|Something new appeared on the ski hill|
Mark Hertenstein and I hit the Showdown slopes for four nice almost top to bottom runs in the Big Seven area, taking advantage of about 6-8 inches of fresh powder.
We were trying to get some exercise and some tele runs in two weeks before the ski area opens on Dec. 8. I figured we got in about 3,000 feet of climbing to catch the good powder on this gray and windy day.
There was more snow about two weeks ago, but it was of a lesser quality than the snow we encountered on Sunday.
There’s great promise in the weather forecast of a pretty good dump on Tuesday night and snow throughout the week. Like other ski bums I’m hoping for a great season at Showdown.
And, finally, hunting season’s over and we can lose the hunter’s orange!
ONE WEEK EARLIER//’MEASURING’ THE FRONT
It was one of those days you had to wonder what you were doing out.
Out on the Great Plains the wind was howling. It was blowing so hard it was knocking things down on Sunday, Nov. 12.
Yet, we had pretty good information from the National Weather Service that snow as falling in the Front, so we had to check it out.
Luckily, I brought along my “rock” skis. When the day was over they had earned a few more gashes.
This “shoulder” season between hiking and skiing drives me nuts.
I can’t decide whether to climb or ski. Neither is a really good option.

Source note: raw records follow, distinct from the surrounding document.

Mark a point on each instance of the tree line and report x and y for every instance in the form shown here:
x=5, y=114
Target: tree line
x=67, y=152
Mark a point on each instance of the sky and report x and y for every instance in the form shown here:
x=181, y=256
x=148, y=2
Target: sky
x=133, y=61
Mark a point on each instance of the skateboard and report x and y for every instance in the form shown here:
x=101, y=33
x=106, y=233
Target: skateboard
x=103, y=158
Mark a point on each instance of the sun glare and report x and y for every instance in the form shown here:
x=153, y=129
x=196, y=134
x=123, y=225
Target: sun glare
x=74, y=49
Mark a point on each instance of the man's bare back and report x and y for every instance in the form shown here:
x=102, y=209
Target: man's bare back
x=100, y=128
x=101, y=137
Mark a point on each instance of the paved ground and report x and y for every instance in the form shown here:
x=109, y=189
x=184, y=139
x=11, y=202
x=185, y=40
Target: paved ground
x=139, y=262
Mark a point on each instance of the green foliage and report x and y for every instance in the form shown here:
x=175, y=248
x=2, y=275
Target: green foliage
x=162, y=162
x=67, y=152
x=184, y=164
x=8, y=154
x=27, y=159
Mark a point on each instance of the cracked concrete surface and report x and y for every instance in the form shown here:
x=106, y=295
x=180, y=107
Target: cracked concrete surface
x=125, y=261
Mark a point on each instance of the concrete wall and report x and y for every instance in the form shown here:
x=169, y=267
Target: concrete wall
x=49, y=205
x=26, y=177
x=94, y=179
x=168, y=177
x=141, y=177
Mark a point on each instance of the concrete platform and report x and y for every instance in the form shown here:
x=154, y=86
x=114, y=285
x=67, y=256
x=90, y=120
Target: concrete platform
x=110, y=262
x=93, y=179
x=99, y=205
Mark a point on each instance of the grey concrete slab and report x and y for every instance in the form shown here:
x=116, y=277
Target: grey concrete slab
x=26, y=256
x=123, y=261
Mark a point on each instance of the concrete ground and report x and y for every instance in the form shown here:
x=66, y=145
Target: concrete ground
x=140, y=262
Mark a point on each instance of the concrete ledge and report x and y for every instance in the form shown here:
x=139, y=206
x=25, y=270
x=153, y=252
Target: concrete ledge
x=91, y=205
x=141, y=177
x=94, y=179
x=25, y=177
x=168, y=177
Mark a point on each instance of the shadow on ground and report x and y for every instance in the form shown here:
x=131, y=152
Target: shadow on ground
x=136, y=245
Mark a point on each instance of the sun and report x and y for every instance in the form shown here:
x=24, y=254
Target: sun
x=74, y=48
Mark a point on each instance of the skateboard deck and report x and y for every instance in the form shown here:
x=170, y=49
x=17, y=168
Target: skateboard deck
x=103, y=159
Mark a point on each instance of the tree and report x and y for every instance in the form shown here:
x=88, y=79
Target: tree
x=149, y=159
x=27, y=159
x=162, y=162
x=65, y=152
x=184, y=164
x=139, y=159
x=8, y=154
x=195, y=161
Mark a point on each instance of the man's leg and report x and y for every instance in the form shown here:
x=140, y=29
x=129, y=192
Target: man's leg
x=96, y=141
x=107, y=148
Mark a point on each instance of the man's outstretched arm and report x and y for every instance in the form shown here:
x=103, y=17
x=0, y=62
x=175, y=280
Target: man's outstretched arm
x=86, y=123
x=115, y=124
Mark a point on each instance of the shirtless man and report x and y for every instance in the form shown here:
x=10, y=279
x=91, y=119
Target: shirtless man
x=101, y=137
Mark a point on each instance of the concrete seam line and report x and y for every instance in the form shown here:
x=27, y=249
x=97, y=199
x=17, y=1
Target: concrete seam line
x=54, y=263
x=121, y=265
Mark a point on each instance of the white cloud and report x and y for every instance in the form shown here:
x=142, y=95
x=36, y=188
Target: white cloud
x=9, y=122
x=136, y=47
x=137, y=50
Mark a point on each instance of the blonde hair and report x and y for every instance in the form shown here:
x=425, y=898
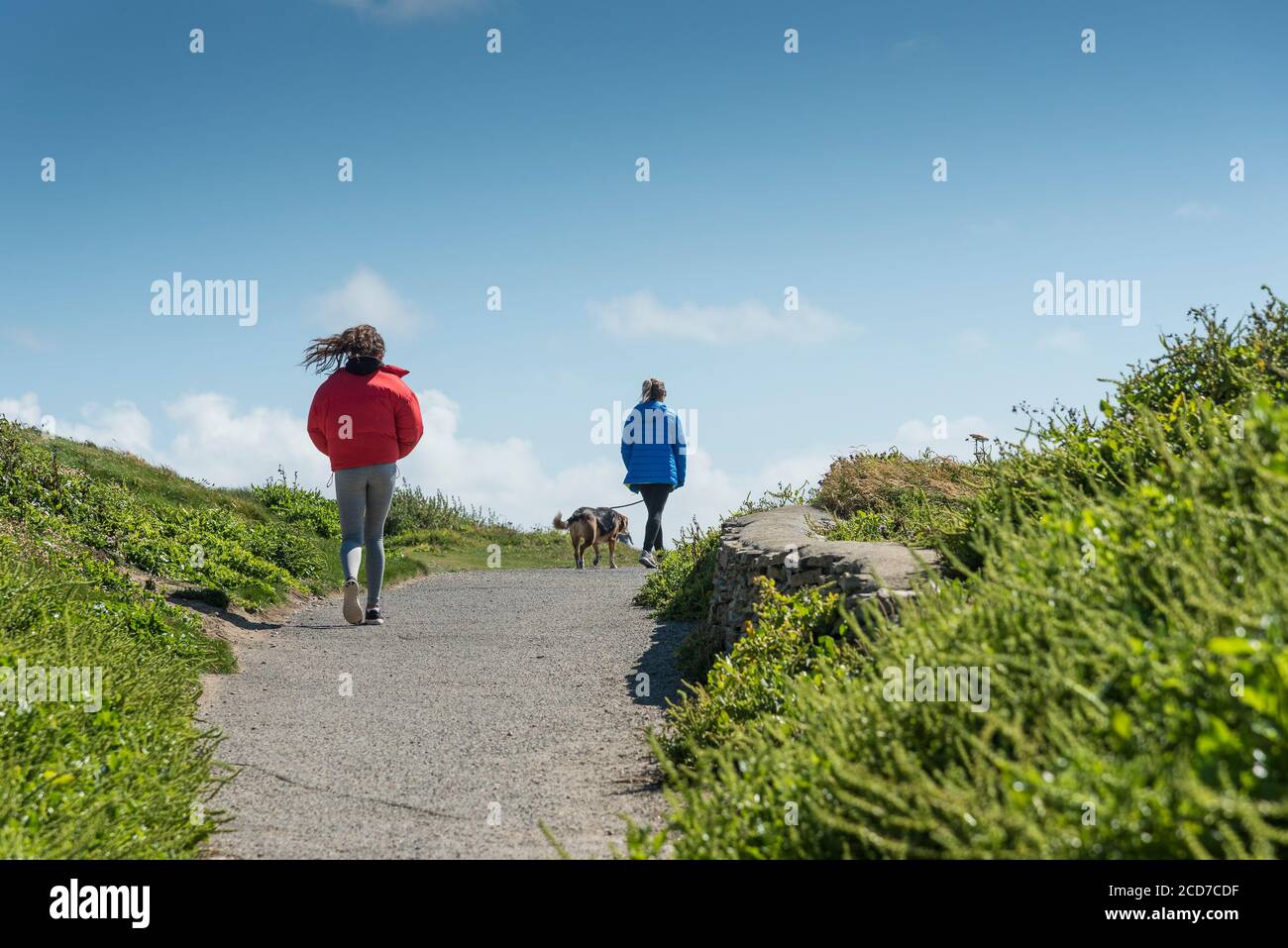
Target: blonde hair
x=653, y=390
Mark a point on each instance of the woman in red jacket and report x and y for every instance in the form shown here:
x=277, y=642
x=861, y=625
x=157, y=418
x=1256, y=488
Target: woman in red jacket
x=365, y=419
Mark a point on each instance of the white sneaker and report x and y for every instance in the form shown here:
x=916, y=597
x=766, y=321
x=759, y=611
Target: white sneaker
x=353, y=613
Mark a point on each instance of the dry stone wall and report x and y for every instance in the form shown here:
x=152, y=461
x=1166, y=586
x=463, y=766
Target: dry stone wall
x=786, y=545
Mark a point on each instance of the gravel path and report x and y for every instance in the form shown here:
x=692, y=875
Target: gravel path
x=487, y=702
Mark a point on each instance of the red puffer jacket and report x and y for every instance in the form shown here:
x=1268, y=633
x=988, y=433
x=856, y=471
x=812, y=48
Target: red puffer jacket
x=365, y=414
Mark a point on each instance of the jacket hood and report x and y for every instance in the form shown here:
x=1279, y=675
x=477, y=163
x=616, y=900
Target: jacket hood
x=369, y=365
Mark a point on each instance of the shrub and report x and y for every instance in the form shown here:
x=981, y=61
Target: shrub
x=299, y=506
x=892, y=496
x=1125, y=586
x=415, y=510
x=1142, y=685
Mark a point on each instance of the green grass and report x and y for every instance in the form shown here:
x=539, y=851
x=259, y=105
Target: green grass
x=921, y=501
x=91, y=541
x=1121, y=579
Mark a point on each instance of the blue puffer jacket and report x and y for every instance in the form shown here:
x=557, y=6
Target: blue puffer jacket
x=653, y=447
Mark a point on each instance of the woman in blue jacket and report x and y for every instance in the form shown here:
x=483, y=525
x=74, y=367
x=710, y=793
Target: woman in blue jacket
x=653, y=451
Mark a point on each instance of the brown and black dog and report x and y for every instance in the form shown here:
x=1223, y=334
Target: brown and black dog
x=592, y=526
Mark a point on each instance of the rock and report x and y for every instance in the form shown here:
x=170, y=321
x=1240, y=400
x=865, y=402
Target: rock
x=785, y=545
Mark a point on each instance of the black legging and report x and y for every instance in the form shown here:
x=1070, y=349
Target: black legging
x=655, y=498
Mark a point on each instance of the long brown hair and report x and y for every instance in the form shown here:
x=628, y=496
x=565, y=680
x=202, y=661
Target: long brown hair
x=653, y=390
x=327, y=353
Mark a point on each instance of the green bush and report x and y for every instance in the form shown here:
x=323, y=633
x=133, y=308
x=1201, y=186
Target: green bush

It seems as though you always pick the wrong one.
Since we had such good luck at Showdown Ski Area last week we thought perhaps that there would be enough snow on Teton Pass Ski Area for some tele turns.
Although it was snowing, we had to make the most of about 2 inches of the white stuff.
It was pretty enough that we enjoyed ourselves.
While doing the Waldron Creek run south of the downhill ski area, we found the Waldron Creek Snotel apparatus --- the site that measures snow depths and precipitation. It is quite a mass of equipment that is solar-powered. It seems to be quite an investment in measuring Montana’s liquid gold ---- moisture!